Health and Lifestyle for the over 50s

Can Red Wine Help Prevent Heart Disease?

Posted by The Best of Health
Categories: Heart Related / Health and Wellbeing /

Red wine & grapesHeart disease is the number one cause of death in the UK, US and other industrialised countries. Scientists have made exciting advances in recent years but the disease persists as a leading cause of illness and death.

Recent research has focused on the micro-organisms in the gut and the effect that gut bacteria have on various aspects of our health. Red wine contains a compound called resveratrol which could reduce the risk of heart disease by changing the gut microbiome. This gut microbiome could have a significant impact on the development of atherosclerosis.

Atherosclerosis is a condition where the arteries become narrowed and hardened due to a build up of plaque around the artery walls. The plaque consists of lipids or fats, calcium and other substances and it hardens with time. This restricts the arteries and disrupts the flow of oxygen-rich blood around the body. This potentially causes blood clots that can result in life-threatening conditions such as heart attack, stroke, vascular dementia and other cardiovascular diseases.

Athersclerosis diagram

Red wine contains a plant compound, resveratrol, that occurs naturally in grapes, blueberries, strawberries, raspberries and apples. Resveratrol is a polyphenol believed to have antioxidant properties that may protect against conditions such as heart disease, cancer and neurodegenerative diseases such as Alzheimer’s.

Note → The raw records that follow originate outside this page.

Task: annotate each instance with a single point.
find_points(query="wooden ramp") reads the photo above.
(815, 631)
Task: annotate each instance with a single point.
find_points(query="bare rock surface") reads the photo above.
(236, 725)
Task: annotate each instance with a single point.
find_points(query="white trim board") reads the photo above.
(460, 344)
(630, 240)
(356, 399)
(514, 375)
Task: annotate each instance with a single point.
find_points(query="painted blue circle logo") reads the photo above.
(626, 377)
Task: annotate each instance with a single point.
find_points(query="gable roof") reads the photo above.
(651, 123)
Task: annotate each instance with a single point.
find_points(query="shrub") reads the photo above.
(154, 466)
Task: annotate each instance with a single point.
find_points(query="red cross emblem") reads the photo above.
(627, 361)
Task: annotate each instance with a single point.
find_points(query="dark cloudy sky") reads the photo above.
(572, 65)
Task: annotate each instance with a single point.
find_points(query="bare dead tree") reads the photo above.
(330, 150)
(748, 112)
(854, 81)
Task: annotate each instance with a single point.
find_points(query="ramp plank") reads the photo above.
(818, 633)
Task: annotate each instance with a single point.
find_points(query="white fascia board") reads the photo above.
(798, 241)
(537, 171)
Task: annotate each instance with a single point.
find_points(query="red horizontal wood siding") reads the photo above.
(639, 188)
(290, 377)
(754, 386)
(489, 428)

Researchers in China carried out a series of mouse experiments to find out more about how resveratrol might protect against atherosclerosis. They wanted to see the effect of the compound on the bacteria in the gut. They found that resveratrol reduced levels of trimethylamine-N-oxide (TMAO) which is known to be a contributory factor in the development of atherosclerosis. It also inhibited the gut bacteria’s production of trimethylamine or TMA which is necessary for the production of TMAO.

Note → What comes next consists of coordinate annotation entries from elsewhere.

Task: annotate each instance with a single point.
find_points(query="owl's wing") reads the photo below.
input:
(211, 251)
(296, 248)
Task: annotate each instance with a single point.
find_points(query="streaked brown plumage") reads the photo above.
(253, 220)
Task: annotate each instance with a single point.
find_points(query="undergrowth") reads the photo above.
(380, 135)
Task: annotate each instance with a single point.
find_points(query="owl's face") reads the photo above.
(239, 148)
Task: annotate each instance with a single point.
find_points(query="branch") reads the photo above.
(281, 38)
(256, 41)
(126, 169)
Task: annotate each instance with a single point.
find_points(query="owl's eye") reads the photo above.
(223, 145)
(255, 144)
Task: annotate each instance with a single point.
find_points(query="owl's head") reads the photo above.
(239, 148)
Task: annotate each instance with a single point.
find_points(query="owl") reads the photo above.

Dr Mi, PhD from the team at the Research Centre for Nutrition and Food Safety in Chongqing, China who led the team said, ” Our results offer new insights into the mechanisms responsible for resveratrol’s anti-atherosclerosis effects and indicate that gut microbiota may become an interesting target for pharmacological or dietary interventions to decrease the risk of developing cardiovascular diseases.”

The next step will be to conduct research with humans and to further define the role of resveratrol in heart disease.